Due to the issues surrounding the land at Aarey, Larsen & Toubro and Shanghai Tunnel Engineering Co., the consortium that was awarded the seventh package to carry out construction on the MIDC-Aarey Depot section of the line, exited the contract. The MMRC stated that the appointment of a new contractor would escalate the project cost by an addition ₹10 crore. The Court stated that it would determine if the cutting of nearly 5,000 trees for the project was necessary.

On 18 February 2017, Fadnavis directed the MMRDA to consider constructing the depot at Kanjurmarg or Kalina.

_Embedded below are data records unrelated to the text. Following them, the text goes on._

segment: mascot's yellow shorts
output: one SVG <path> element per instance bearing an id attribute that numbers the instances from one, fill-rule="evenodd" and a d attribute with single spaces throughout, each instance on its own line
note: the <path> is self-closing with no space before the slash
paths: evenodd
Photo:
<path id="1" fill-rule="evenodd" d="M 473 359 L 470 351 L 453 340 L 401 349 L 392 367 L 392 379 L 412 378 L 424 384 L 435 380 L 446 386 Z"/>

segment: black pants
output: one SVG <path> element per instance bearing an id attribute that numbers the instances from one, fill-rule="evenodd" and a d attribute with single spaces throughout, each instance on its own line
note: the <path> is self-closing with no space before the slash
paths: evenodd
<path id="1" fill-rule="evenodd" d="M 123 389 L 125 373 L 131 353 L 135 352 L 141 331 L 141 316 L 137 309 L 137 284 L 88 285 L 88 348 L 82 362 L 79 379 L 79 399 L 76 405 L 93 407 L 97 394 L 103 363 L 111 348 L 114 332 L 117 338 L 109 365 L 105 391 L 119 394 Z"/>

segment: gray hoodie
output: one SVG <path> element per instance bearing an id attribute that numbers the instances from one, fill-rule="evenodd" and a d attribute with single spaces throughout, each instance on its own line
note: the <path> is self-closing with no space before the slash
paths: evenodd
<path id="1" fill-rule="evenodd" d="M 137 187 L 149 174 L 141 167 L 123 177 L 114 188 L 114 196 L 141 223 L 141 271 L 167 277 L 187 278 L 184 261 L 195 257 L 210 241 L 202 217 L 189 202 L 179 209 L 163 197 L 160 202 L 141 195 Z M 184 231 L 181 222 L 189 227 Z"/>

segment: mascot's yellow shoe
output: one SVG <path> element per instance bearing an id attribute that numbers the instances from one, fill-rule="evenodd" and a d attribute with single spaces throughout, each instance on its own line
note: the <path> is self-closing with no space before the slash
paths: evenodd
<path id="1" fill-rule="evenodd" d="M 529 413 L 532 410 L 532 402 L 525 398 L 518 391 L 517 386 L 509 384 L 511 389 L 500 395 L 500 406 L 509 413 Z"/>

A few weeks later, MMRC officials stated that the proposed depot could not be built at Mumbai University land in Kalina because the available area was too small. The MMRC insisted that the depot should be built at Aarey, but proposed a new design which would allow the depot to be construct on 25 hectares of land as compared to the 33 hectares required by the old design. The new design will reduce the number of trees to be cut by 1,000.

In March 2017, E. Sreedharan wrote to Chief Minister Fadnavis requesting him to ensure clearance for proposed metro depot at Aarey. Sreedharan wrote, "Metro projects are environmentally most friendly and setting up a carshed in Aarey is not going to be a threat either to the government or to the eco system. The main objection would be against cutting of trees, for which compensatory afforestation on a liberal scale can be insisted upon."

According reports in the media, the MMRC brought machinery to conduct soil testing work for constructing ramps in Aarey on 23 March. However, local business owners protested the work, alleging that the NGT had stayed all construction activities in Aarey. The MMRC stated that the stay only applied to construction of the car depot, and not the ramps. Due to the protests, contractors removed all machinery from the site on 25 March 2017. MMRC began soil testing at Aarey on 30 March 2017, under police protection. The work area was cordoned off and surrounded by 50 Mumbai Police personnel.

On 16 April 2019, the Supreme Court rejected a petition filed the Aarey Conservation Group, a non-government organisation, seeking an alternative site to construct the depot. The Court observed that the MMRC had already considered alternate options and deemed them unviable. A separate petition filed by the same NGO, which had been dismissed by the Bombay High Court in October 2018, is still pending before the Supreme Court. On 4 October 2019, Bombay High Court dismissed the petitions rejecting application for stay on tree cutting at Aarey in the morning. On 7 October 2019, the Supreme Court stayed the tree cutting and ordered to maintain status quo until further notice. On 29 November 2019 a day after Uddhav Thackeray became Chief Minister of Maharashtra, he put a stay on car shed work. Uddhav Thackeray then on 11 December 2019 appointed a committee to explore an alternative location for the shed. On 29 January 2020, the committee after studying suggested to lift the stay as they found no viable alternatives for car shed saying that MMRCL's arguments were valid.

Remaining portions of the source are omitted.